MIPS: Improve object lock/unlock.
Test: booted MIPS64 (with 2nd arch MIPS32R6) in QEMU
Test: test-art-target-gtest
Test: testrunner.py --target --optimizing
Test: same tests as above on CI20
Test: repeat all of the above in the configuration
ART_USE_READ_BARRIER=false
Test: booted MIPS32R2 in QEMU
Change-Id: I30fa277e1a687cb0595204e8d9053d7a4873d3df
diff --git a/runtime/arch/mips/quick_entrypoints_mips.S b/runtime/arch/mips/quick_entrypoints_mips.S
index 7bbcbf0..a7722ef 100644
--- a/runtime/arch/mips/quick_entrypoints_mips.S
+++ b/runtime/arch/mips/quick_entrypoints_mips.S
@@ -1252,7 +1252,39 @@
.extern artLockObjectFromCode
ENTRY art_quick_lock_object
beqz $a0, art_quick_throw_null_pointer_exception
+ li $t8, LOCK_WORD_THIN_LOCK_COUNT_ONE
+ li $t3, LOCK_WORD_GC_STATE_MASK_SHIFTED_TOGGLED
+.Lretry_lock:
+ lw $t0, THREAD_ID_OFFSET(rSELF) # TODO: Can the thread ID really change during the loop?

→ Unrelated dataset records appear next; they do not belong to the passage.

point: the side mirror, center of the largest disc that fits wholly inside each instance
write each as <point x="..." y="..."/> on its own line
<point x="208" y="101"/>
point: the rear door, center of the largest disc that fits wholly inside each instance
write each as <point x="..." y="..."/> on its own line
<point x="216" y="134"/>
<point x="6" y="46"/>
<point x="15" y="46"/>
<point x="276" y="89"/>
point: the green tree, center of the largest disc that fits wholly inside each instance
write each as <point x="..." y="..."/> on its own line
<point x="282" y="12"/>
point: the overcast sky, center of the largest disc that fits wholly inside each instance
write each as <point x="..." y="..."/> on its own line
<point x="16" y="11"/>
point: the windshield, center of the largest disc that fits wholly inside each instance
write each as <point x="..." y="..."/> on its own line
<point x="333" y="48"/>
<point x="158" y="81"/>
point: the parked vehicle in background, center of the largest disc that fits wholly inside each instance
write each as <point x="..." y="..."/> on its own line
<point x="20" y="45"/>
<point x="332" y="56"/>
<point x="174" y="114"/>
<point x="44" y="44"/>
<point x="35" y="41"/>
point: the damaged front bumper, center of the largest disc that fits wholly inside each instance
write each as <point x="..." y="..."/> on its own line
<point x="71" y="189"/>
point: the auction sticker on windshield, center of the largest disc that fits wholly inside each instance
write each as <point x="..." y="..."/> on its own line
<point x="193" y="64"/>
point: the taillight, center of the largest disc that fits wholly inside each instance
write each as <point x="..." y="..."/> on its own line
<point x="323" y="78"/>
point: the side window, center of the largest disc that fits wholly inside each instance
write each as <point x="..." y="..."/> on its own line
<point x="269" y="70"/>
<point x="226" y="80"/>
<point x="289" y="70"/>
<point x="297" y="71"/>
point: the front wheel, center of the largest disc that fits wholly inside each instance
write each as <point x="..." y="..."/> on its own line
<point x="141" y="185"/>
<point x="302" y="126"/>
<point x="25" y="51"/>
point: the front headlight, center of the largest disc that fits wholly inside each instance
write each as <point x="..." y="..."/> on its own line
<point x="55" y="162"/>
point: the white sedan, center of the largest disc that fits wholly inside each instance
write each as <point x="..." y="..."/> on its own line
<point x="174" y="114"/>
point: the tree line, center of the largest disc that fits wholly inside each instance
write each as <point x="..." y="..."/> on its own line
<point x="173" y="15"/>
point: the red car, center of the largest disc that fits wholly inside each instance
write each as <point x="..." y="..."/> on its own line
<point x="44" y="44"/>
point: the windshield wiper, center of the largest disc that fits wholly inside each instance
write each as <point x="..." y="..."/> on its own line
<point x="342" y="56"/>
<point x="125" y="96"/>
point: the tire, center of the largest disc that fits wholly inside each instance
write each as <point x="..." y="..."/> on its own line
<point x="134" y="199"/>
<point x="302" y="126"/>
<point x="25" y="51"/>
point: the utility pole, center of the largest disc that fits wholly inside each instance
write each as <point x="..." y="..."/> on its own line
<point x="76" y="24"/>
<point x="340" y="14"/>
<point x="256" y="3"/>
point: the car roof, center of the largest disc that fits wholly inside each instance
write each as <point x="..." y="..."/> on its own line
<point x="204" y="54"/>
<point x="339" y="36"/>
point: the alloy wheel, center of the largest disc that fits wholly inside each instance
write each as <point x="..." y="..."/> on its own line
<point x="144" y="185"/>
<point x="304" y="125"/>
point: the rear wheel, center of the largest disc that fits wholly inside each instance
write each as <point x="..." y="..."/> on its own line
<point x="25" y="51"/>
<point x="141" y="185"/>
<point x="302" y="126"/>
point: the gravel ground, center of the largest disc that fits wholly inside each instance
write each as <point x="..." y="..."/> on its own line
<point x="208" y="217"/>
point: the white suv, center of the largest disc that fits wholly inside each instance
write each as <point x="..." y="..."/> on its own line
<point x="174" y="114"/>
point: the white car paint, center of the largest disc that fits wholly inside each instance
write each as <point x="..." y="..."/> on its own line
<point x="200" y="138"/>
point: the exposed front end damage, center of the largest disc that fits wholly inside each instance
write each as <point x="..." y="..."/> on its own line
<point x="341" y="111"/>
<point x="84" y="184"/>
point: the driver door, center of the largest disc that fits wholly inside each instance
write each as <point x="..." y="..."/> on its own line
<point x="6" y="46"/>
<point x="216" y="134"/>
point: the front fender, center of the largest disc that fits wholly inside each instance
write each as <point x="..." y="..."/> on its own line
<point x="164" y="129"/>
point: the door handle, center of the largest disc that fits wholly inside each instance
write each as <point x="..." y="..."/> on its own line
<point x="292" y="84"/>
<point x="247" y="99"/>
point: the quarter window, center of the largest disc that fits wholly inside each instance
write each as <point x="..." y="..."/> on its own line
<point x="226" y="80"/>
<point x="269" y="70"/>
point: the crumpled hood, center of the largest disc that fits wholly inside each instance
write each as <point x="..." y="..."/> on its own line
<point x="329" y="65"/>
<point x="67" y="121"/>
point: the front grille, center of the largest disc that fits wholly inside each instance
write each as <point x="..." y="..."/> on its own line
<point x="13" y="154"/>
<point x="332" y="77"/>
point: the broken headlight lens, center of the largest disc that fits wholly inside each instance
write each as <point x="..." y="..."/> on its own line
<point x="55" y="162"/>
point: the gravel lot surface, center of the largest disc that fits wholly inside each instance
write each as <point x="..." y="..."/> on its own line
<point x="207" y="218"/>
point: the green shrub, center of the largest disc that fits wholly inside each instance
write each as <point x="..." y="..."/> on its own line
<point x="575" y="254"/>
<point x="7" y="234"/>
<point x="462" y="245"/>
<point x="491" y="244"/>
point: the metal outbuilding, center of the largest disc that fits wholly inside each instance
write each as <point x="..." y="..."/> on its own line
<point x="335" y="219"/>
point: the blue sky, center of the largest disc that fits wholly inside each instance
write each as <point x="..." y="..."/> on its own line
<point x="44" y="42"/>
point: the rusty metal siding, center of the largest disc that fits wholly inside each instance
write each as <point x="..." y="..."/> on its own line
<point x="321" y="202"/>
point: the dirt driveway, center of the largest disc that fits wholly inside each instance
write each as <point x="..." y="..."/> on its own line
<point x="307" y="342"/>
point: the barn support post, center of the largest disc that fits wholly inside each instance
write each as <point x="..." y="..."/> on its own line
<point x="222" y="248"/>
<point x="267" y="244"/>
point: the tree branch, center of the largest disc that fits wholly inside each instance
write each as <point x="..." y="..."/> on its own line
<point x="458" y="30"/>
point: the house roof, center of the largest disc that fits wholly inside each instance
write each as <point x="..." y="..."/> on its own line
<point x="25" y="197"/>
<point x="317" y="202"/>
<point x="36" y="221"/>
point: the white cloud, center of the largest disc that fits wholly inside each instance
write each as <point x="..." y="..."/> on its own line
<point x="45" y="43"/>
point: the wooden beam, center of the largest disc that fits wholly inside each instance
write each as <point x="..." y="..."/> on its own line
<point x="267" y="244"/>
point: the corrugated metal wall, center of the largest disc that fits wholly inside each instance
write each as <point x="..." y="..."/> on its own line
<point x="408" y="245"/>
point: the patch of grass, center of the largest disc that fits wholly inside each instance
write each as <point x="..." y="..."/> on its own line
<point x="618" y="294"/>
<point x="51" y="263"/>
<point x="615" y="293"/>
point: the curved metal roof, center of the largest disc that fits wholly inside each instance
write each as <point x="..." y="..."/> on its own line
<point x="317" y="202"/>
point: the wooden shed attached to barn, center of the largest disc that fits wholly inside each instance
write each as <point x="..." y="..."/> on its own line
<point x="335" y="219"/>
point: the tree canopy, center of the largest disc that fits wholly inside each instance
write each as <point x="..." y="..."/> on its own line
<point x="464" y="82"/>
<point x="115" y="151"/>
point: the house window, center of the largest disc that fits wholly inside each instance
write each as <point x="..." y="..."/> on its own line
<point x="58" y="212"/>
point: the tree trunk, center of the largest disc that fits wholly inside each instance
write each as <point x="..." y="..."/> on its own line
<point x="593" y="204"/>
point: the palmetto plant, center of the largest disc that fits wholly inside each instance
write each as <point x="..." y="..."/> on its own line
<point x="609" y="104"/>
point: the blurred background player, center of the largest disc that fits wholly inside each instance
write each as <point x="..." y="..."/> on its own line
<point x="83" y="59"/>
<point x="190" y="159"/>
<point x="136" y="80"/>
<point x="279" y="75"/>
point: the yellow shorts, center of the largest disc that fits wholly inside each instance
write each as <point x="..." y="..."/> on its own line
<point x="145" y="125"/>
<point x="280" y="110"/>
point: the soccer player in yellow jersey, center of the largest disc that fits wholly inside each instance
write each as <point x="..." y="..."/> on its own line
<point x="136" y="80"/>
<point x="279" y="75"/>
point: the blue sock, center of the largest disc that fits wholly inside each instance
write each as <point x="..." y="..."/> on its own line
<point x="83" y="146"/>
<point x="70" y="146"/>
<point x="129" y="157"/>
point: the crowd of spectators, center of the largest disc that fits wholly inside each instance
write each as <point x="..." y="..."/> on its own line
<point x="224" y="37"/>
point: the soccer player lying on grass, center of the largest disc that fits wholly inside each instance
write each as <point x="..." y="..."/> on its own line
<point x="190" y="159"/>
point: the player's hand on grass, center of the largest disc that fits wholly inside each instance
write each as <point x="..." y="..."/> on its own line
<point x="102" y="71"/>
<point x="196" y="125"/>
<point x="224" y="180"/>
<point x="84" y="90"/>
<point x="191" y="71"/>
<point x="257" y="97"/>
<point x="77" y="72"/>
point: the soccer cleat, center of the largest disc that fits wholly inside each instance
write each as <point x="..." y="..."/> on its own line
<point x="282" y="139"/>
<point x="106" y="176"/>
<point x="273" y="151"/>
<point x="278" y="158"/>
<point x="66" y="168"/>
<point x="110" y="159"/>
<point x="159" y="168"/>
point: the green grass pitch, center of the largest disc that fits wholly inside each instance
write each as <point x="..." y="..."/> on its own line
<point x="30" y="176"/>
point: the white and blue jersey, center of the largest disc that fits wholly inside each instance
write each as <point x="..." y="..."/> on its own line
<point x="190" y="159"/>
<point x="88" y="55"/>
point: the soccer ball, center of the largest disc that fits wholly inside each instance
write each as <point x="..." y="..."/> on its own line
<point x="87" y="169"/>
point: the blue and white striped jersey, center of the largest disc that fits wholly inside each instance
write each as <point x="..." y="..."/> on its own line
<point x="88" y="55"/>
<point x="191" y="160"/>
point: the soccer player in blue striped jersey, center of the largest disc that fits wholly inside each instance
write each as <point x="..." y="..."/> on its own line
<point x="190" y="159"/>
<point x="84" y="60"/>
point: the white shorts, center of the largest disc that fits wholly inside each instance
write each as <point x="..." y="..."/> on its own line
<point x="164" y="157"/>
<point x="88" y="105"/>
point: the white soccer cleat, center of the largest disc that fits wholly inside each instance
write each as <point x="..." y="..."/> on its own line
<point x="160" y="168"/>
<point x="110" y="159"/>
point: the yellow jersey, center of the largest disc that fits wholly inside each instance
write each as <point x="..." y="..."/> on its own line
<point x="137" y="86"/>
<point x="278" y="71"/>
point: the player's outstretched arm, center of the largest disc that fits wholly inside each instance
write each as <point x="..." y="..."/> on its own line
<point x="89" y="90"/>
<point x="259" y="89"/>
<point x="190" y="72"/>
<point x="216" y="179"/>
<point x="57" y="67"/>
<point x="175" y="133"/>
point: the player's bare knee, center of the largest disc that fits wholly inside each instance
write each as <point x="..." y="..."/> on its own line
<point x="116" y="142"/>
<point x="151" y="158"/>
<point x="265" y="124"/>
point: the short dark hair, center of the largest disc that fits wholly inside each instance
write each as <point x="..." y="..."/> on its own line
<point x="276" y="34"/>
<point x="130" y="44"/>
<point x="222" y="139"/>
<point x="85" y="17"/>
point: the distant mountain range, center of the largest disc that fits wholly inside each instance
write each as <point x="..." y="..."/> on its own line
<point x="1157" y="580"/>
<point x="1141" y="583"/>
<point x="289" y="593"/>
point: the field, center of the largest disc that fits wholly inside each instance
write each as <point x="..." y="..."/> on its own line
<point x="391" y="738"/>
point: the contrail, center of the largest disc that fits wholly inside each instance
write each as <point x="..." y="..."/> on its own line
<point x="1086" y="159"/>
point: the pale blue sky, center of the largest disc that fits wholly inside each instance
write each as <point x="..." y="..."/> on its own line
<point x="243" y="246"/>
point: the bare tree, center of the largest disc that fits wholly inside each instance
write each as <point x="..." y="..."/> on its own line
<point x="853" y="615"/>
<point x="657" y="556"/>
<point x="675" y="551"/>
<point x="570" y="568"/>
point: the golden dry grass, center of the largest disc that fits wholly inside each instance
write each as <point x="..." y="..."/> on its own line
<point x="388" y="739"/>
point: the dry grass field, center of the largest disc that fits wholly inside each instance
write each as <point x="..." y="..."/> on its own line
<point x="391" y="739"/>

+ ll $t1, MIRROR_OBJECT_LOCK_WORD_OFFSET($a0)
+ and $t2, $t1, $t3 # zero the gc bits
+ bnez $t2, .Lnot_unlocked # already thin locked
+ # Unlocked case - $t1: original lock word that's zero except for the read barrier bits.
+ or $t2, $t1, $t0 # $t2 holds thread id with count of 0 with preserved read barrier bits
+ sc $t2, MIRROR_OBJECT_LOCK_WORD_OFFSET($a0)
+ beqz $t2, .Lretry_lock # store failed, retry
nop
+ jalr $zero, $ra
+ sync # full (LoadLoad|LoadStore) memory barrier
+.Lnot_unlocked:
+ # $t1: original lock word, $t0: thread_id with count of 0 and zero read barrier bits
+ srl $t2, $t1, LOCK_WORD_STATE_SHIFT
+ bnez $t2, .Lslow_lock # if either of the top two bits are set, go slow path
+ xor $t2, $t1, $t0 # lock_word.ThreadId() ^ self->ThreadId()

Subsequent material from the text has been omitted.